NAMs include research on human cells and research using computer simulations. They also include “organs on a chip,” which are small devices that mimic the conditions of human organs and can be used to test the effects of a variety of drugs, diseases, and environments. Organs on a chip are especially useful for studying rare genetic diseases, new uses for existing pharmaceutical drugs, and human-specific processes in complex organs such as the human brain. Because NAMs are based on human biology, can incorporate real patient data, and can be designed to model patient- or population-specific circumstances, they can contribute to the growing practice of personalized medicine.
The authors propose three pillars that can help the E.U. reach its goal of ending animal testing. The first pillar is to promote models based on human biology as the gold standard for biomedical research. This pillar encourages setting aside greater amounts of funding for NAMs, e.g., from the E.U.’s Horizon Europe funding program. Additionally, it encourages funding collaborative projects between existing NAM researchers and traditional animal researchers who want to learn how to use these innovations. Finally, it calls for converting animal research facilities into research centers dedicated to advancing NAMs.
The second pillar is to adapt regulations to increase confidence in NAMs in the science community.
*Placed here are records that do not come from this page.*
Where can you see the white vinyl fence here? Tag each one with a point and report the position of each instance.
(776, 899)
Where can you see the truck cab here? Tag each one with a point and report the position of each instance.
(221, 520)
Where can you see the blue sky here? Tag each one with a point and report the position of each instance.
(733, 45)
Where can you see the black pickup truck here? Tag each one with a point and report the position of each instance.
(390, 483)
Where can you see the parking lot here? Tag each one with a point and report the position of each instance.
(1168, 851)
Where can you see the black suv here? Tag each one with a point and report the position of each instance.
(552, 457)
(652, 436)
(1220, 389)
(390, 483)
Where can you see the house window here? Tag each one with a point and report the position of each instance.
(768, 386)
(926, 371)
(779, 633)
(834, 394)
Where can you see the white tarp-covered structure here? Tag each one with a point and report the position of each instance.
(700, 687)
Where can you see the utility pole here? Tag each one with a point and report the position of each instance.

This would involve setting standards for regulatory tests and explicitly making NAMs the preferred method to satisfy regulatory requirements. The third and final proposed pillar is knowledge transfer, which involves education and training. This could be accomplished through structured collaborations between E.U. Member States, programs and courses at universities, and post-graduate continuing education for those already in the field. There would need to be a shift in academia to educate journal reviewers about the validity of NAMs so that NAM-based research is not rejected on the basis of excluding animal-based data.
The authors conclude that the E.U.’s commitment to progressing toward research without animals must include actionable steps, such as those outlined in the three pillars. If the status quo continues, total research animal use in the E.U. would still be above one million animals per year by 2095. However, if the E.U. commits around 10% of its research budget (with yearly increases) towards NAMs, this could lead to an annual reduction of around 200,000 animals per year and the elimination of live animal use in fundamental and biomedical research in just 30 years.
Animal advocates in the biomedical field can help by applying for grants to conduct research that advances NAMs while encouraging their peers to commit to the use of NAMs. Advocates outside the biomedical field can petition their universities or governments to direct more funding toward NAMs and to pass resolutions banning live animal testing. Additionally, advocates can donate to nonprofits that support NAM research and promote advancements in NAM technology through social media or traditional news sources.